Follow these steps on each node:

  1. Before upgrading to DataStax Enterprise from any Apache Cassandra™ version, DataStax recommends backing up your data prior to any version upgrade, including logs and custom configurations. A backup provides the ability to revert and restore all the data used in the previous version if necessary. See Backing up and restoring Cassandra data.
  2. Familiarize yourself with the changes and features in the release:
    • DataStax Enterprise release notes for 4.7, 4.8, 5.0, and 5.1.
    • General upgrade advice and Cassandra features in NEWS.txt/DSE CHANGES.txt. If you are upgrading from an earlier release, read NEWS.txt all the way back to your current version.
    • Ensure that your version of Cassandra can be upgraded directly to the version of Cassandra that is used by DataStax Enterprise. See the Cassandra changes in CHANGES.txt/DSE CHANGES.txt.
  3. Upgrade the SSTables on each node to ensure that all SSTables are on the current version.
    nodetool upgradesstables
    Warning: Failure to upgrade SSTables results in a significant performance impact and increased disk usage.
  4. Run nodetool drain to flush the commit log of the old installation:
    nodetool -h hostname drain
    This step saves time when nodes start up after the upgrade, and prevents DSE Search nodes from having to reindex data.
  5. Stop the node. (2.1, 2.2, 3.0)
  6. Back up your configuration files.

    Back up your configuration to ensure that the configuration files are not overwritten with the default values.

  7. Uninstall Cassandra.
    If you installed Cassandra from packages in APT or RPM repositories, you must remove the packages before setting up and installing DataStax Enterprise from the appropriate repository.
    • For packages installed from APT repositories:
      sudo apt-get autoremove "dsc*" "cassandra*" "apache-cassandra*"

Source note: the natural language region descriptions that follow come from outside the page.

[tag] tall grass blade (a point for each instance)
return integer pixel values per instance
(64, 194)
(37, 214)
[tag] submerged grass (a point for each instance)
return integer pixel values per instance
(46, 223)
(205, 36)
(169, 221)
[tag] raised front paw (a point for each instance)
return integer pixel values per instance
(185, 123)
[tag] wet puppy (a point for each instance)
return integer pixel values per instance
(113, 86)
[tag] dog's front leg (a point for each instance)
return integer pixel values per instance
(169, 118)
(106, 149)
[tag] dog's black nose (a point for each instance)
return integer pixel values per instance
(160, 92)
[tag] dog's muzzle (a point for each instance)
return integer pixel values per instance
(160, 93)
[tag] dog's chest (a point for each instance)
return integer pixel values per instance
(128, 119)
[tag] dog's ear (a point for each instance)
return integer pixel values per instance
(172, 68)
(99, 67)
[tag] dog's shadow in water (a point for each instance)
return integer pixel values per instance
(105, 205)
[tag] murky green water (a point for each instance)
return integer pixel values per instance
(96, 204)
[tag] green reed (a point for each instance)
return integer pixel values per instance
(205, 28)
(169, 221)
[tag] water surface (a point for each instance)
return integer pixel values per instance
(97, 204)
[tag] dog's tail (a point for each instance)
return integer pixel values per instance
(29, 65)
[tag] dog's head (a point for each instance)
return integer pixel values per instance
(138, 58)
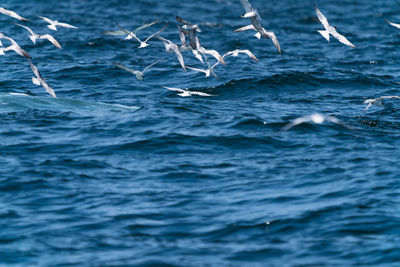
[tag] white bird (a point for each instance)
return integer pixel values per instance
(213, 53)
(171, 47)
(15, 47)
(38, 80)
(378, 101)
(315, 118)
(185, 93)
(208, 71)
(139, 74)
(235, 53)
(393, 24)
(11, 14)
(188, 25)
(185, 47)
(329, 30)
(54, 23)
(190, 30)
(143, 43)
(130, 34)
(252, 14)
(35, 36)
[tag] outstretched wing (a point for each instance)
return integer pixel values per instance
(26, 28)
(51, 39)
(66, 25)
(146, 25)
(322, 18)
(342, 39)
(11, 14)
(151, 65)
(157, 33)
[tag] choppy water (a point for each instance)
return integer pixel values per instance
(121, 172)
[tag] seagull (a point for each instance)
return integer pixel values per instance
(315, 118)
(54, 23)
(15, 47)
(393, 24)
(130, 34)
(330, 30)
(143, 43)
(35, 36)
(40, 81)
(378, 101)
(185, 93)
(171, 47)
(213, 53)
(191, 31)
(235, 53)
(252, 14)
(185, 47)
(11, 14)
(208, 71)
(139, 74)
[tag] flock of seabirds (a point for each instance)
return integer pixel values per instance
(189, 42)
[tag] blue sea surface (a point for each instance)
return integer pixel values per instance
(121, 172)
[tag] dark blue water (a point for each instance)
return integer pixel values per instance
(120, 172)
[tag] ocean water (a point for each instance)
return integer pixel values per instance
(121, 172)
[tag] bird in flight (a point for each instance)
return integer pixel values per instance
(35, 36)
(139, 74)
(54, 23)
(11, 14)
(330, 30)
(185, 93)
(142, 43)
(255, 25)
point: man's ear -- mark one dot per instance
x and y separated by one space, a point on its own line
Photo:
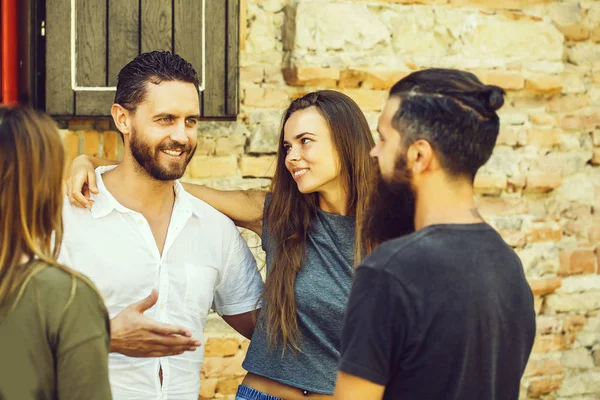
122 119
420 157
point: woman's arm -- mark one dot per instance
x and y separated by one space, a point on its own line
82 349
82 179
243 207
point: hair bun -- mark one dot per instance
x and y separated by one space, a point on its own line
495 97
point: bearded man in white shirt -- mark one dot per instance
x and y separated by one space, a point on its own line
145 234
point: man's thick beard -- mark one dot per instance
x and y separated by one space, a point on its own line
147 157
391 211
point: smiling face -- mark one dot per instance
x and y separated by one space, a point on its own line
311 158
163 135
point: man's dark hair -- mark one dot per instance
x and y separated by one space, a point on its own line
155 67
452 110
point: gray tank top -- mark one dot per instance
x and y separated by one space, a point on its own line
322 288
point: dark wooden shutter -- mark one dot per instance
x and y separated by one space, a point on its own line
110 33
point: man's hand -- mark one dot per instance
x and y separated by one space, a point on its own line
80 182
135 335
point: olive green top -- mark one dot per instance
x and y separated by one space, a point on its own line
49 352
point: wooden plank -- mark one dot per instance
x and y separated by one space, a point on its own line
94 103
216 44
123 35
187 31
157 25
90 42
59 94
232 70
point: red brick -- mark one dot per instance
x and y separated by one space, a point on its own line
543 84
543 119
575 32
577 261
207 167
513 237
574 323
266 97
541 287
368 100
208 388
81 124
229 145
548 343
506 80
263 166
229 386
110 145
497 4
542 182
596 156
490 183
538 387
546 324
594 232
580 122
568 103
221 347
596 34
596 138
499 206
352 78
311 76
544 233
219 367
510 135
543 366
252 74
538 305
543 137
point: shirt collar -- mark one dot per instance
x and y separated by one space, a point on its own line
105 203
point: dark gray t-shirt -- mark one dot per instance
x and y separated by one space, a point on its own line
443 313
322 288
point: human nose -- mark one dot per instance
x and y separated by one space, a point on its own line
293 154
179 134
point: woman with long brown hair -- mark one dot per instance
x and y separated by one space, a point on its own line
308 224
53 323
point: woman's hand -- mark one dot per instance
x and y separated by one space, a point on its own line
81 182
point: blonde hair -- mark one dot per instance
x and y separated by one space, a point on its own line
32 161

      This action shuts down Cassandra if it is still running.

    • For packages installed from Yum repositories:
      sudo yum remove "dsc*" "cassandra*" "apache-cassandra*"

      The old Cassandra configuration file might be renamed to cassandra.yaml.rpmsave, for example:

      warning: /etc/cassandra/default.conf/cassandra.yaml
      saved as /etc/cassandra/default.conf/cassandra.yaml.rpmsave
    • When Cassandra was installed with a binary tarball:
      ps auwx | grep cassandra
      $ sudo  kill cassandra_pid

      And then remove the Cassandra installation directory.

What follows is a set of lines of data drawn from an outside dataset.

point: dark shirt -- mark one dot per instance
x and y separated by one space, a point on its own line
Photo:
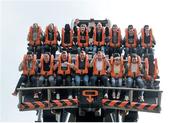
82 64
67 37
63 66
115 37
131 39
83 37
46 66
146 39
98 36
51 36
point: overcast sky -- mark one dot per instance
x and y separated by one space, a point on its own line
162 16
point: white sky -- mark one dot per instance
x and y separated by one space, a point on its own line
161 15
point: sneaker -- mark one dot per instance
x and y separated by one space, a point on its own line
113 95
126 98
57 96
118 95
70 97
141 98
106 95
36 96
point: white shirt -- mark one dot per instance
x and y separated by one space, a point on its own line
99 65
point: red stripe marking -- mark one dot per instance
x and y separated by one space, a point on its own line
152 107
58 103
142 105
112 103
30 105
67 102
124 103
41 105
133 104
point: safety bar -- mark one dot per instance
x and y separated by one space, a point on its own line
87 87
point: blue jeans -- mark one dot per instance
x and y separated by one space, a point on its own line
78 79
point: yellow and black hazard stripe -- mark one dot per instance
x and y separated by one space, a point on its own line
128 105
33 105
64 102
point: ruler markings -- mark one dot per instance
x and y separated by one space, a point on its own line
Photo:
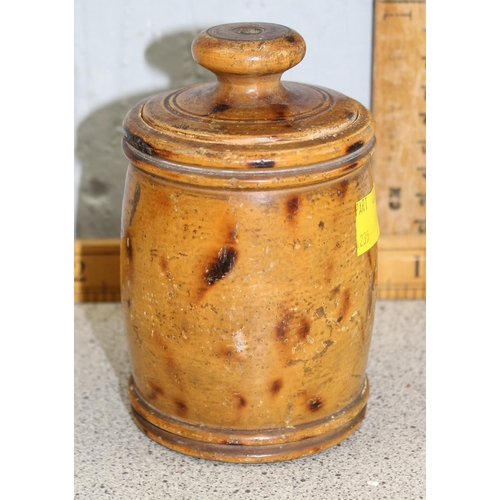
398 102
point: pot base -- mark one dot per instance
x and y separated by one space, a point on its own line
248 446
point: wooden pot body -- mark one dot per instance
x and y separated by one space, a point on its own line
248 309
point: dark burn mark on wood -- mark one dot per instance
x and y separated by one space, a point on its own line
315 404
346 304
292 206
283 326
261 163
354 147
233 232
220 107
155 391
135 202
276 386
163 264
181 127
181 407
342 188
292 327
138 143
326 344
128 247
221 266
242 402
304 328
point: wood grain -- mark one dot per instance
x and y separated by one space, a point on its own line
398 105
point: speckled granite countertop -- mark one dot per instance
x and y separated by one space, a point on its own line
384 458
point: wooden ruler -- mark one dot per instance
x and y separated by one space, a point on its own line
399 163
97 270
398 106
401 266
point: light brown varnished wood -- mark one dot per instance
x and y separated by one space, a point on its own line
249 313
399 107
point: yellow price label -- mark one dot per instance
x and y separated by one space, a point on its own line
367 229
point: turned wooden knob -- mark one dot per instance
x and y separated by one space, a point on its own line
249 59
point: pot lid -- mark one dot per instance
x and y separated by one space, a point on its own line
249 119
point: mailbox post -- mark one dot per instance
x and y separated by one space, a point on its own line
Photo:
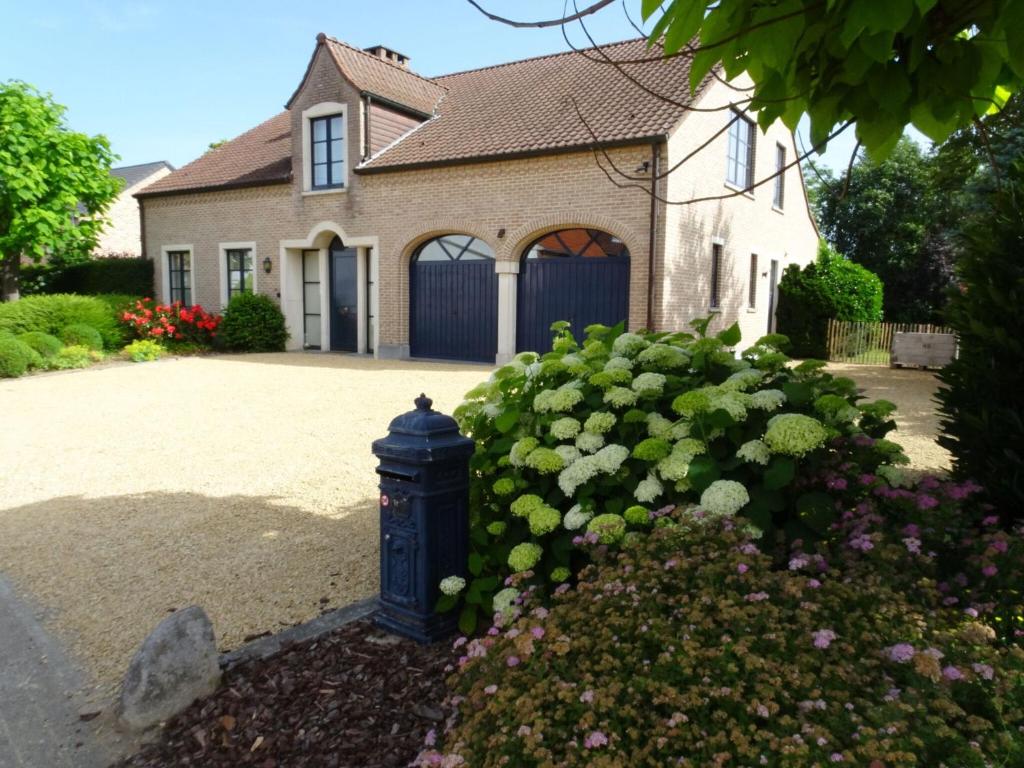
424 516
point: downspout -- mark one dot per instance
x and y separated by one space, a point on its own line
655 156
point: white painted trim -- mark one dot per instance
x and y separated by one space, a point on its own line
322 111
222 249
165 271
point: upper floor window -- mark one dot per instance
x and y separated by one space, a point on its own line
179 274
240 271
779 198
739 163
328 157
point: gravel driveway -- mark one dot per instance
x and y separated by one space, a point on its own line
243 483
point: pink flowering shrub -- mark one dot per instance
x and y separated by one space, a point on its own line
669 652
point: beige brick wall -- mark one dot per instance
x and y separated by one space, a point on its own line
525 198
123 235
745 223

  8. Install DataStax Enterprise using one of the following:
  9. To configure the product, use your backup configuration files to merge any necessary modifications into the new configuration files.
  10. Start the node:
    • Packages and Installer-Services installations: See Starting DataStax Enterprise as a service (4.8, 5.0, 5.1).
    • Installer-No Services and Tarball installations: See Starting DataStax Enterprise as a stand-alone process (4.8, 5.0, 5.1).
  11. Optional: To ensure optimal performance, upgrade the SSTables on each node now that the upgrade is complete.
    nodetool upgradesstables
    If the SSTables are already on the current version, the command returns immediately and no action is taken.
  12. Review the logs for warnings, errors, and exceptions.
    Warnings, errors, and exceptions are frequently found in the logs when starting up an upgraded node. Some of these log entries are informational to help you execute specific upgrade-related steps. If you find unexpected warnings, errors, or exceptions, contact DataStax Support.
  13. Verify that the upgraded datacenter names still match the datacenter names that are used in the keyspace schema definition:
    nodetool status
  14. Repeat the upgrade on each node in the cluster following the recommended order.